Iran's Revolutionary Guard Corps (IRGC) pushed back Wednesday against accounts that it had damaged a passenger terminal at Kuwait International Airport, claiming instead that a malfunctioning American-made Patriot air defense missile was responsible for the destruction, a denial swiftly rejected by the United States military.
IRGC spokesman Hossein Mohebbi said the force's Aerospace Division had conducted no strike on the terminal. "Our investigations regarding the impact on Kuwait's passenger terminal show that the IRGC Aerospace Force did not fire at this target," he said, according to state broadcaster IRIB.
He attributed the damage to a Patriot interceptor that he said fell on the building after failing to neutralize incoming Iranian missiles, calling it "an American Patriot system error."

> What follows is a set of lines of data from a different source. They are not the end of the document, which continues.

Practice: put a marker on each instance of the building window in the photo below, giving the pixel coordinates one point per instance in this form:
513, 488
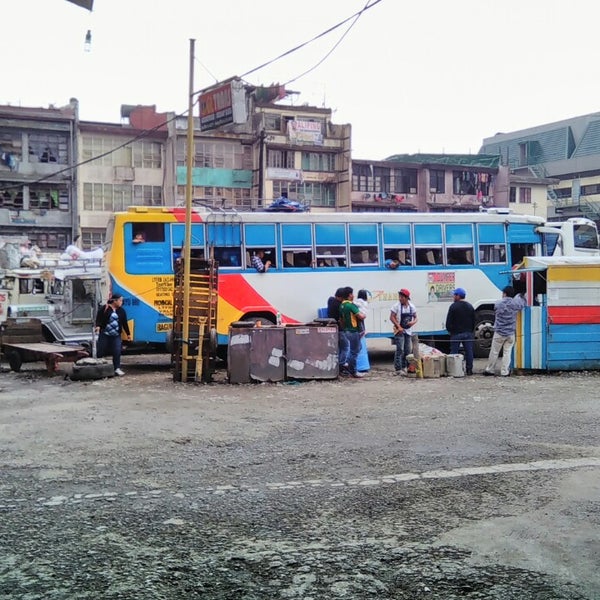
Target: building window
147, 155
48, 148
405, 181
92, 238
281, 159
437, 181
318, 161
311, 193
525, 195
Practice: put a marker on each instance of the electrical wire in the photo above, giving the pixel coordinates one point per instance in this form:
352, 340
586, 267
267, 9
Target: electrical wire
358, 15
320, 35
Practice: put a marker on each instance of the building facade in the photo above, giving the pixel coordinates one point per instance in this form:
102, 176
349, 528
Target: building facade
430, 183
38, 191
566, 153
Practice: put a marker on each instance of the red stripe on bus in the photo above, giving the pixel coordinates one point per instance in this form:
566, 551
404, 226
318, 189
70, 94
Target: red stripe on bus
574, 315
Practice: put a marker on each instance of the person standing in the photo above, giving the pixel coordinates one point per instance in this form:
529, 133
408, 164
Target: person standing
111, 321
403, 316
460, 323
505, 326
350, 331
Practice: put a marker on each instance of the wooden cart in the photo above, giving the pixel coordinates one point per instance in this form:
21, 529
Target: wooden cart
22, 341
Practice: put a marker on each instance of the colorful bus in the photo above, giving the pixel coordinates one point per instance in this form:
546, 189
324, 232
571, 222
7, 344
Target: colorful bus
313, 254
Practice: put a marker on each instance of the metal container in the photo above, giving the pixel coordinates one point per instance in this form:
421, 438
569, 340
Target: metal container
312, 351
256, 354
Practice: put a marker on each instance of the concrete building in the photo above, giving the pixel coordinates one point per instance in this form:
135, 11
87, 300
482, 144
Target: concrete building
564, 154
38, 154
121, 165
250, 150
430, 183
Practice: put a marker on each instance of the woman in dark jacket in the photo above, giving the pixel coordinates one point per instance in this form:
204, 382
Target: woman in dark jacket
111, 321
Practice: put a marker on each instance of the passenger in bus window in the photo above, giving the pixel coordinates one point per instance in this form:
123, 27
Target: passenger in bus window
259, 263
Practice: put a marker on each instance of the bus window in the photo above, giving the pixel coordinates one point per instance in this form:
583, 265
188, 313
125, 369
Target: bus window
269, 256
402, 256
364, 256
228, 256
297, 258
428, 256
492, 253
331, 256
459, 256
147, 232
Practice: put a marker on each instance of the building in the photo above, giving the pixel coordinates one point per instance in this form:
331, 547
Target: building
565, 154
38, 155
430, 183
120, 165
250, 150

US Central Command (CENTCOM) dismissed the claim in a post on X, calling it "totally false" and stating that Iran had struck the civilian airport with drones in what the command characterized as a "deliberate, calculated, and unjustified attack."
The denials over the airport came as the IRGC separately acknowledged Wednesday that it had carried out strikes on a US military base in Kuwait and on the US Navy's Fifth Fleet headquarters in Bahrain. The corps said those attacks were launched in retaliation for an overnight American strike on an IRGC communications tower on Qeshm Island in southern Iran.
The competing claims illustrate a pattern that has accompanied the broader conflict, in which both sides have regularly disputed the origin and intent of individual strikes, even while acknowledging the wider military exchanges between them.
The airport incident has already produced diplomatic consequences. Kuwait expelled two Iranian diplomats and declared them persona non grata, giving them 24 hours to leave the country.
Iran's charge d'affaires was summoned by Kuwaiti authorities following the strikes, and Kuwait's Foreign Ministry moved to reduce the overall number of Iranian diplomatic personnel permitted in the country.
The Patriot missile system, developed by the United States and deployed by several Gulf states as a primary air defense platform, has become a contested element in the information war surrounding the strikes.